Juan Francisco Rodríguez, un campesino de 69 años de la vereda Churuvita en Samacá (Boyacá), rifará este sábado un marrano y un cabro que él mismo crió. El objetivo es reunir fondos para que sus dos hijos, Liseth (21) y Andrés Felipe (19), integrantes de la Banda Sinfónica de Samacá, puedan viajar al Mundial de Música en Países Bajos. 'Es muy arrecho reunir plata, por eso rifo mis animalitos con el tapazo de las cervezas', dijo a EL TIEMPO.
Un año de esfuerzos y una promesa incumplida
Desde junio del año pasado, cuando la banda ganó la Sección Tercera del Certamen Internacional de Bandas en Valencia, España, los 64 jóvenes músicos —hijos de campesinos y obreros— han realizado rifas, bingos, venta de tamales y serenatas en semáforos. Han logrado reunir 450 millones de pesos, pero aún faltan 300 millones para cubrir tiquetes, hospedaje y alimentación. El alcalde Wilson Castiblanco denunció que la ministra de Cultura, Yannai Kadamani, prometió 50 millones y luego se retractó: 'Se burló de nosotros, nos puso a hacer vueltas y al final no nos apoyará'.
No conozco el mar, no sé lo que es montarse en un avión, pero soy el hombre más feliz del mundo sabiendo que mis chinos lograron lo que yo no, gracias a la música.

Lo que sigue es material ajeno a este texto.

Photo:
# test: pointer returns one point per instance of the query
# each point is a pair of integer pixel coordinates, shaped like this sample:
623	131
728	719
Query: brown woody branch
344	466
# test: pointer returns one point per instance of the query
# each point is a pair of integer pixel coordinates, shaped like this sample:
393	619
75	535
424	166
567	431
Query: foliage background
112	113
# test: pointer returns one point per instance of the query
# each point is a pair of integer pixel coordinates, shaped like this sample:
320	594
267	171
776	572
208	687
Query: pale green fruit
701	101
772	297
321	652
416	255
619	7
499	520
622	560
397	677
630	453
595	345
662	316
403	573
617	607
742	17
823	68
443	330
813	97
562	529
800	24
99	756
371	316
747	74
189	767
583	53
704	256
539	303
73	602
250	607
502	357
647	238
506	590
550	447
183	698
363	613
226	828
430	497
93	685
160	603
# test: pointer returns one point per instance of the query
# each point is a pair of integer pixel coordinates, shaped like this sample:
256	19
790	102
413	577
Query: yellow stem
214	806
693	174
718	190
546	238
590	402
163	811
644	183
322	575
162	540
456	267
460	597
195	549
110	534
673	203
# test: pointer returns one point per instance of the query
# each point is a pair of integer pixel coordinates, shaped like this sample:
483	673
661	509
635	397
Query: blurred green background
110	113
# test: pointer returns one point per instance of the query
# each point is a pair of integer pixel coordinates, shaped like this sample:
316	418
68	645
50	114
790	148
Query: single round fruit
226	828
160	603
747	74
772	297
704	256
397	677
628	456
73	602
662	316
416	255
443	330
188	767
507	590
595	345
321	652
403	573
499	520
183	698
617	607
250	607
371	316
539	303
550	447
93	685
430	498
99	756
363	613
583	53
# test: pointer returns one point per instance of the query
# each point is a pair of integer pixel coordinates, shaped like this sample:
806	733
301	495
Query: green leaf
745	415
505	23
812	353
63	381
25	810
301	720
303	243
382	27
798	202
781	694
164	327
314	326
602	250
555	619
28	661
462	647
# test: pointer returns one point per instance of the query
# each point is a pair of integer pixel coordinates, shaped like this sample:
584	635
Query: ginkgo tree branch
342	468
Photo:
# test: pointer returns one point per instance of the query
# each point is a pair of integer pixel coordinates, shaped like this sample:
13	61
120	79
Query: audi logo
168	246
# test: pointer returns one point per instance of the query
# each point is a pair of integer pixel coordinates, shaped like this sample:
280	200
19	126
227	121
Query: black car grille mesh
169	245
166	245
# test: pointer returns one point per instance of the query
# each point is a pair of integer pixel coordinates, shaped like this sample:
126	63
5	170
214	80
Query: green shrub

Las últimas cartas: tamales, gallinas y conciertos solidarios
Este viernes y sábado, la banda realiza una 'tamalatón' y venta de gallinas en la Plaza de Bolívar de Tunja, además de dos conciertos: uno esta noche en el Teatro Bicentenario de Tunja (bono de 100 mil pesos) y otro mañana en el Colegio Salesiano León XIII de Bogotá. El director Julián Ropero adelantó que interpretarán el repertorio que presentarán en Países Bajos el 25 de julio, incluyendo éxitos de salsa y ritmos colombianos.
El alcalde Castiblanco hizo un llamado a empresarios y entidades: 'Si no logramos los 300 millones, se perderán los 450 millones ya invertidos en tiquetes y hospedaje. El problema va más allá de la frustración'.